Prince William
Prince William, the Duke of Cambridge; Kate Silverton attend the annual Tusk Trust Conservation awards at Claridge's Hotel on November 24, 2015 in London, England.Jeff Spicer - WPA Pool/Getty Images

As wife Kate Middleton took care of the children, Prince William spent his Tuesday (24 November) night attending the annual gala awards night for his conservation charity, the Tusk Trust. The 33-year-old royal father of two handed out the awards for wildlife conservation work.

According to People Magazine, William met several winners before the awards ceremony during an afternoon gathering at the prince's London home, Kensington Palace. Among the attendees were Edward Ndiritu, winner of the Tusk Wildlife Ranger Award, and Namibia-based Garth Owen Smith, winner of the Prince William Award For Conservation In Africa. The three finalists for the Tusk Award for Conservation in Africa — Dr Emmanuel de Merode (Democratic Republic of Congo), Cosmas Mumba (Zambia) and Dr Mary Molokai (Liberia) — also met with William at Kensington.

Ndiritu, whose award was announced over the summer, was commended for his "outstanding commitment to helping combat the escalating threat from poachers, and for heading a security operation which covers more than two million acres," William's office announced.

People Magazine reported that William gave a speech during the gala event, touching on the importance of wildlife conservation."People often ask me why I am so passionate about this cause," William said. "There are many reasons but one of the most obvious is because of the human impact. As the world's population becomes more and more urbanized, an increasing number of people will grow up with little or no connection to the natural world. If people cannot see it, they will never learn to value it, or worse still will take little interest in looking after it. The planet and our natural resources is not something we can afford to squander."

The prince concluded his speech by thanking the winners of the Tusk Trust awards. "There is much to be positive about, as our winners and finalists have highlighted this evening," he noted. "I share with optimism with all of you that we can win this battle. And we will win this battle by working together and by having a collaborative approach across the whole spectrum."

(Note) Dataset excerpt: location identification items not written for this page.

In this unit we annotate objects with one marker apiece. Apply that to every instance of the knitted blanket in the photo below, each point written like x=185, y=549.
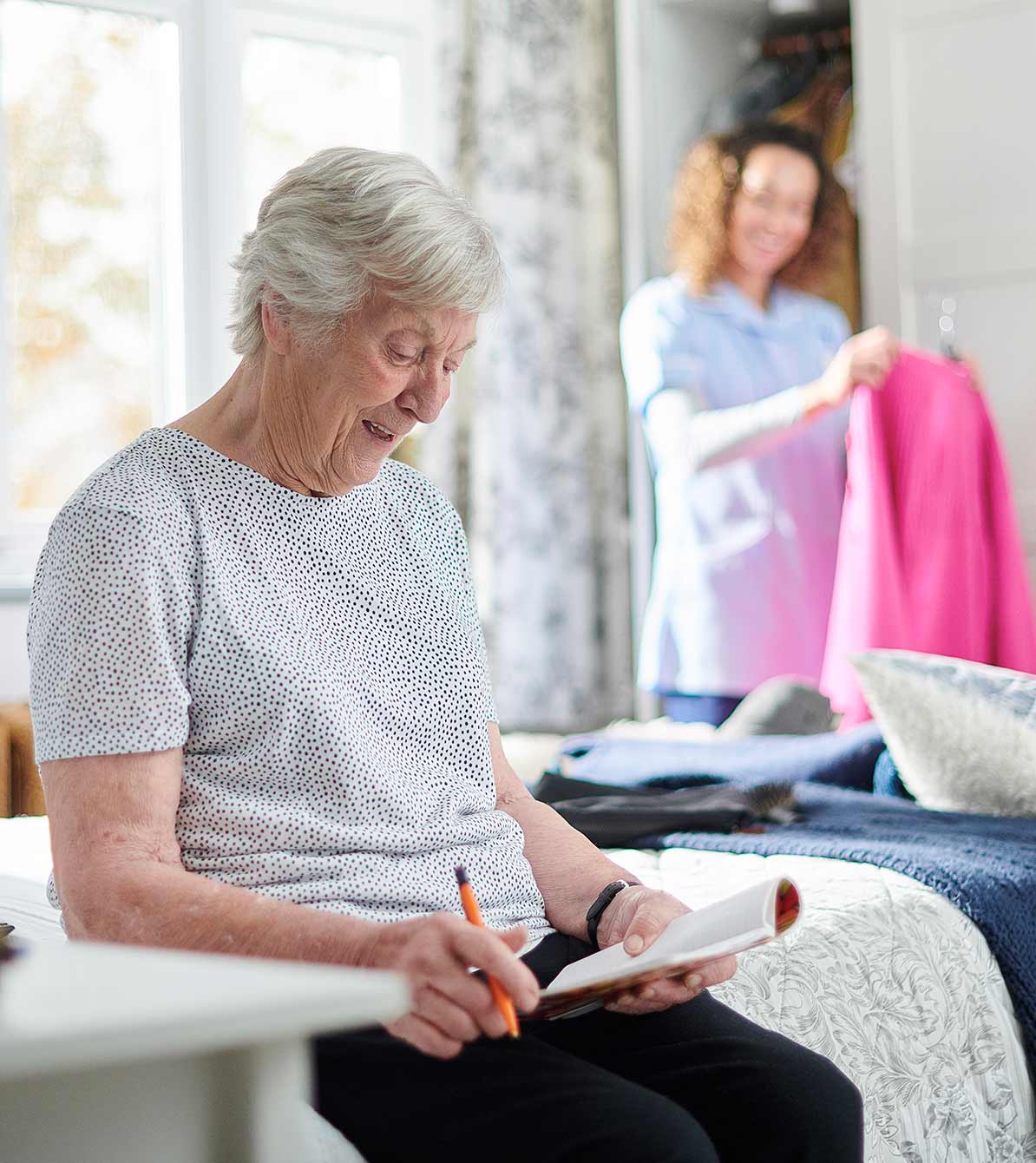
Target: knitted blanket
x=985, y=865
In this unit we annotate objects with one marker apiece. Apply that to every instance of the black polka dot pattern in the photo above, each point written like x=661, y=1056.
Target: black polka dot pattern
x=318, y=660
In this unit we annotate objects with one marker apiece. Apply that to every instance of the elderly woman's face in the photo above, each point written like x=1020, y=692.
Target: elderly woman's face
x=335, y=417
x=772, y=212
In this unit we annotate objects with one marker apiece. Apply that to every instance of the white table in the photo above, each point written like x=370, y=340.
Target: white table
x=112, y=1054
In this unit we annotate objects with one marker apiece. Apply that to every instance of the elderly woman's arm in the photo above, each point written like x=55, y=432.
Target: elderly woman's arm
x=120, y=878
x=571, y=871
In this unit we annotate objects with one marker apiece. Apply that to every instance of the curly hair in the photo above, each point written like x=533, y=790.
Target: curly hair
x=704, y=194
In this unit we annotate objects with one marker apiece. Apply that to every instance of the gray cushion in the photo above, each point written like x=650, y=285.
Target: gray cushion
x=963, y=735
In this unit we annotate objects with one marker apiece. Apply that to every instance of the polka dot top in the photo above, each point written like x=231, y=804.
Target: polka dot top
x=318, y=660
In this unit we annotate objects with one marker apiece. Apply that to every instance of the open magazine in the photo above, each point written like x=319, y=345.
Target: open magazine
x=749, y=917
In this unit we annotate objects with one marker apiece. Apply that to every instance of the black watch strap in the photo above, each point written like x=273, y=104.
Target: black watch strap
x=597, y=910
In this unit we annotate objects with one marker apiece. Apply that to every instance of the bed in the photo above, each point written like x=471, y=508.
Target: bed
x=882, y=975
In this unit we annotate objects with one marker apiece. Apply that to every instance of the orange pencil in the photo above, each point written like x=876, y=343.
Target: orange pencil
x=471, y=910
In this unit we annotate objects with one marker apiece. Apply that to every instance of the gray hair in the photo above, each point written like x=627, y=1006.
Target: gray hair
x=349, y=222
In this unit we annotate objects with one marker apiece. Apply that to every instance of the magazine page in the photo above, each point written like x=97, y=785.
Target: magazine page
x=746, y=919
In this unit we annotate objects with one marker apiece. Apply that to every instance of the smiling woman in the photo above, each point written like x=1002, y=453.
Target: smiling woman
x=264, y=722
x=741, y=375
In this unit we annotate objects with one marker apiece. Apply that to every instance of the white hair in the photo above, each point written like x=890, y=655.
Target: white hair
x=349, y=222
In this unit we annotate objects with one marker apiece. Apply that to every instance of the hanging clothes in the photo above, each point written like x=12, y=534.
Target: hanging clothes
x=930, y=557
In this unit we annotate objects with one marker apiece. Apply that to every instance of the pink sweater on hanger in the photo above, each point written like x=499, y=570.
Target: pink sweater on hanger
x=929, y=553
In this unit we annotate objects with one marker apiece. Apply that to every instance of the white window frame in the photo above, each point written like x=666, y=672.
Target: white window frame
x=197, y=280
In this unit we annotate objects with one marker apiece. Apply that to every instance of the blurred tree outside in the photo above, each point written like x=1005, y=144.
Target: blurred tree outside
x=82, y=130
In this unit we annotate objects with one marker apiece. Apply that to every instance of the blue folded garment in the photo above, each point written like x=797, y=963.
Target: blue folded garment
x=985, y=865
x=844, y=759
x=886, y=779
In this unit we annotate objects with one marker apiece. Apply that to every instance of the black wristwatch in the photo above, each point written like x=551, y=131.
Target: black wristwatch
x=597, y=910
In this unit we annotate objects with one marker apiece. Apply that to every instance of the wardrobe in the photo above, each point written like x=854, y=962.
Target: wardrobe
x=944, y=164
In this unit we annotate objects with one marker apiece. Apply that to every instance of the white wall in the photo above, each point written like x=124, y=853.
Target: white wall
x=14, y=663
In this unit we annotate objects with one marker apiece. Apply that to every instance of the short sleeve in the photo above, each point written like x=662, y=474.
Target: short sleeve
x=109, y=632
x=472, y=623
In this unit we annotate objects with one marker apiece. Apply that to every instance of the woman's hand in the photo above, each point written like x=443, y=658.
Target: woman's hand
x=636, y=917
x=864, y=358
x=450, y=1005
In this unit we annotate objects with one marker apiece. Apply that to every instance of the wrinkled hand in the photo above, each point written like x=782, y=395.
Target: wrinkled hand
x=865, y=358
x=636, y=917
x=450, y=1005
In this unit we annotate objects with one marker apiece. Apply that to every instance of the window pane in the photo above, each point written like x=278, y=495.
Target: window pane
x=89, y=153
x=301, y=96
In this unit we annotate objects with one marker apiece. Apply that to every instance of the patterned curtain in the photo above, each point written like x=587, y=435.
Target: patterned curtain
x=532, y=447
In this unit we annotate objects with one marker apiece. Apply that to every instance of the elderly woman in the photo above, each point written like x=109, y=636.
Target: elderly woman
x=266, y=726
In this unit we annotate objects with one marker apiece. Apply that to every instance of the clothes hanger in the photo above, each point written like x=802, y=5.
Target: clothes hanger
x=947, y=329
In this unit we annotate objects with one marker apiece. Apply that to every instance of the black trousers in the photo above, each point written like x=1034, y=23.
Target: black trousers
x=693, y=1084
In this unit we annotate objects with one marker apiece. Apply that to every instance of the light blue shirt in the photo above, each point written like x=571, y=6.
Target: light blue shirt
x=745, y=547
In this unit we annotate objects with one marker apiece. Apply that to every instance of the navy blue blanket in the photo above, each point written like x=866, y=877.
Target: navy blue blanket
x=985, y=865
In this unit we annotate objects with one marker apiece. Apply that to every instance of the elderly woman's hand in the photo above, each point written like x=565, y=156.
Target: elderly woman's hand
x=451, y=1005
x=636, y=917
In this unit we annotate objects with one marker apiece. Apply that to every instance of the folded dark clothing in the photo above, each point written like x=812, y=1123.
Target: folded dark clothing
x=615, y=817
x=886, y=779
x=847, y=759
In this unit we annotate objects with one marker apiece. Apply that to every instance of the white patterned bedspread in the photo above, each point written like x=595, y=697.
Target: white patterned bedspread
x=882, y=975
x=895, y=985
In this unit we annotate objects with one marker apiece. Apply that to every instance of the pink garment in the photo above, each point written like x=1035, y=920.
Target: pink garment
x=929, y=553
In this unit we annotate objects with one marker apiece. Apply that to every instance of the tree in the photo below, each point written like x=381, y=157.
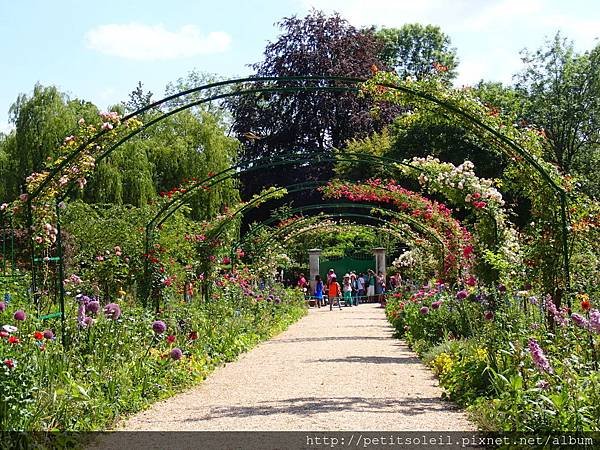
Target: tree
x=276, y=124
x=138, y=99
x=561, y=93
x=419, y=51
x=42, y=121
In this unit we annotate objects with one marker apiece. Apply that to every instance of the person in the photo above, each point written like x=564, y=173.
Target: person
x=302, y=283
x=380, y=287
x=354, y=283
x=360, y=285
x=334, y=293
x=371, y=286
x=347, y=287
x=331, y=274
x=318, y=290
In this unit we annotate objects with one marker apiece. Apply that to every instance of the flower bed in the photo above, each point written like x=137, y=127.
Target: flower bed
x=118, y=358
x=496, y=353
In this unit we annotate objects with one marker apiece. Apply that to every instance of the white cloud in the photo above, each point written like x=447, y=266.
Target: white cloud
x=154, y=42
x=6, y=128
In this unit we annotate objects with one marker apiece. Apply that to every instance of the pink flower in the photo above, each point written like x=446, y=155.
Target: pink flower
x=538, y=356
x=471, y=281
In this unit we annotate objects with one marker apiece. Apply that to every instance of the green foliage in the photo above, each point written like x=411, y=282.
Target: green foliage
x=42, y=121
x=117, y=367
x=484, y=360
x=418, y=51
x=560, y=91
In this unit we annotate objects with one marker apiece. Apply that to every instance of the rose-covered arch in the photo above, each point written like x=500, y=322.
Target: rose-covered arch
x=93, y=142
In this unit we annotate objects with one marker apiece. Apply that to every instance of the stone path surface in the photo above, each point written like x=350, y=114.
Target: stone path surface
x=332, y=370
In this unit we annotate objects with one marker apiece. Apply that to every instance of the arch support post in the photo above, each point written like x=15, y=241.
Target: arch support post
x=380, y=266
x=314, y=259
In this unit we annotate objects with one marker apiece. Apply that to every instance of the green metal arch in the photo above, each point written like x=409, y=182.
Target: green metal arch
x=339, y=84
x=348, y=205
x=262, y=247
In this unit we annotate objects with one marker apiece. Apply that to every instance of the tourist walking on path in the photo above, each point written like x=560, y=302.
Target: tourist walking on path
x=318, y=290
x=334, y=293
x=347, y=290
x=380, y=287
x=354, y=284
x=371, y=286
x=360, y=284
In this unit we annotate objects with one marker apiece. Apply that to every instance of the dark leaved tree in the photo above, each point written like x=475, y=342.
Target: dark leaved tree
x=278, y=125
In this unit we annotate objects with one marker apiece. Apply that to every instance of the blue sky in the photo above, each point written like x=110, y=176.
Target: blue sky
x=98, y=51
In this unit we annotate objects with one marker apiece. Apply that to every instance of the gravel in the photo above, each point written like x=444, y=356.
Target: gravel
x=332, y=370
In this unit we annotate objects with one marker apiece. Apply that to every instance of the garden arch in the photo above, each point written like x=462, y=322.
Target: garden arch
x=42, y=188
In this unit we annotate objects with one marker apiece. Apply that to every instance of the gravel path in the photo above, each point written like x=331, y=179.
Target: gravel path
x=332, y=370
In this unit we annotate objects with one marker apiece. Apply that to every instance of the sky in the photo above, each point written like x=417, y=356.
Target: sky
x=98, y=51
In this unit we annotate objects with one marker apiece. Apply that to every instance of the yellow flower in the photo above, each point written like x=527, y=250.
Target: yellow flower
x=442, y=363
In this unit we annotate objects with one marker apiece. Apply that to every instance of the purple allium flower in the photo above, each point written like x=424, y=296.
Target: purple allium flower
x=48, y=334
x=580, y=321
x=176, y=354
x=93, y=307
x=595, y=320
x=462, y=294
x=555, y=313
x=112, y=311
x=81, y=312
x=543, y=385
x=159, y=326
x=538, y=356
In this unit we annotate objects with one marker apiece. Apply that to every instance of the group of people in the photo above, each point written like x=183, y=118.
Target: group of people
x=352, y=290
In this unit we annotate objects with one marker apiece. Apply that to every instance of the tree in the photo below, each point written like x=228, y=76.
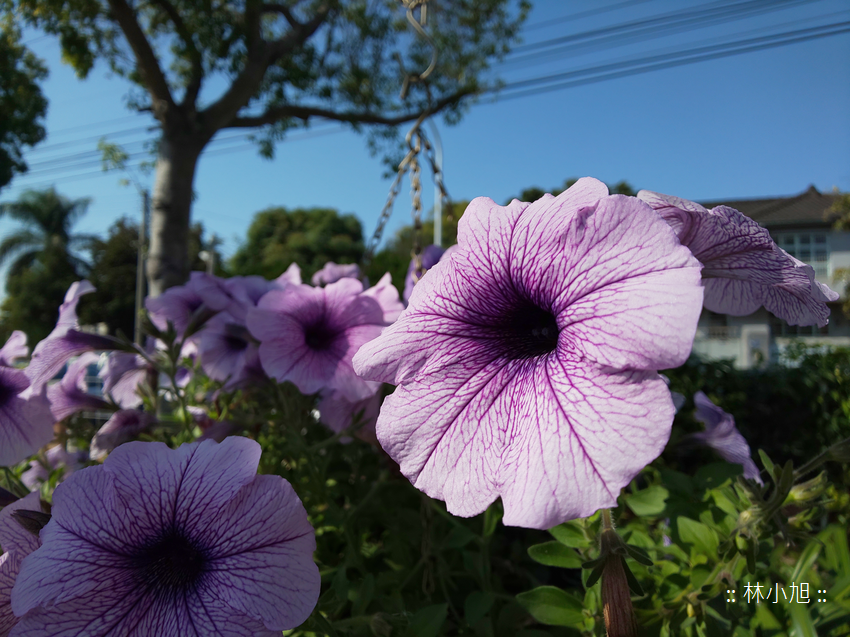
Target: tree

William is not the only member of the royal family to work closely with conservation efforts. Younger brother Prince Harry spent his summer working a three-month-long "dream job" of conservation efforts in Namibia. This month, he will return to Africa to open a new centre for his children's charity Sentebale in Lesotho and will also head to South Africa, where he'll focus on the country's youth, history and wildlife conservation work.